Photos: A Look Back at the Vietnam War on the 35th Anniversary of the Fall of Saigon - Plog


----------



## AquaHull (Jun 10, 2012)

We watched a lot of that in my Junior year of High School. To say we were relieved after the fall is putting it mildly.


----------



## Denton (Sep 18, 2012)

Bad times. Glad you made it back. Glad my father made it back. Hate we lost so many of our best people in that crap. Especially hate the vile, Satanic bastards who have been using our people for their own benefit.


----------



## wesley762 (Oct 23, 2012)

Never forget the past.


----------



## Fuzzee (Nov 20, 2012)

When the American continent finally comes to war again it will be much worse, for we are the best and most creative of all dark thoughts of murder and torture, well trained in memories by the sickness spread through our movies and media, and God will finally weep his last tear for what man has becomes.


----------



## jimb1972 (Nov 12, 2012)

Be good for all those screaming for revolution to look at those pictures and realize what it would bring for their family. War should always be the last resort, its a shame that the people in power rarely are faced with the reality of the consequences of their actions.


----------



## 9UC (Dec 21, 2012)

Brought back some memories, December 31, 1967 to December 28, 1968

*The soldier above all others Prays for peace, for it is the soldier who must suffer and bear the deepest wounds and scars of war. Douglas MacArthur*


----------



## inceptor (Nov 19, 2012)

The 1st war to be brought into our living rooms. This was also the worst our troops have ever been treated by our own.

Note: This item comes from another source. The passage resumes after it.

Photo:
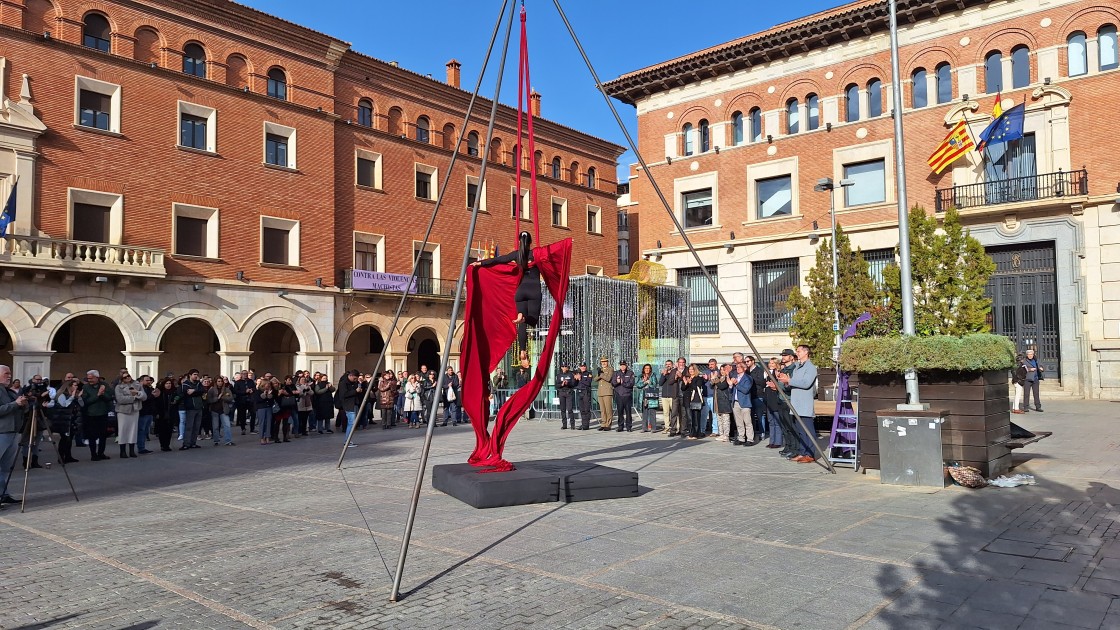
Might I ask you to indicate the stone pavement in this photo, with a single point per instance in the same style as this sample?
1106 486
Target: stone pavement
721 537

I tried to enlist at 17 but found out I was 4F for the draft. To those of you who did serve there, I'm glad you made it back. And thank you for your service. I am sorry for the way you were treated when you made it home. That was shameful.


----------



## rice paddy daddy (Jul 17, 2012)

I consider it a Blessing from God that He allowed me to go to Vietnam and return unharmed. I truly believe it made me a better person, and am grateful to have had the opportunity.


----------



## PaulS (Mar 11, 2013)

Thank you for your service. (that looks so hollow but it is a heartfelt emotion) Thank you.


----------



## rickkyw1720pf (Nov 17, 2012)

I was just getting out of high school when it ended I remember seeing a lot of those pictures. I remember all the songs that that era produced also.


----------



## Inor (Mar 22, 2013)

I was 8 when it ended. I remember spending the night at my grandma and grandpa's house on the day we abandon the embassy. It was the only time I ever saw my grandpa with tears in his eyes as we watched the evening news and it showed the helicopters leaving the embassy.


----------



## Meangreen (Dec 6, 2012)

Thank you for your service Rice Paddy Daddy and to all our vets. It is you we owe our freedom.


----------



## retired guard (Mar 7, 2013)

Thank You for your service. A prayer for those who didn't make it back alive.


----------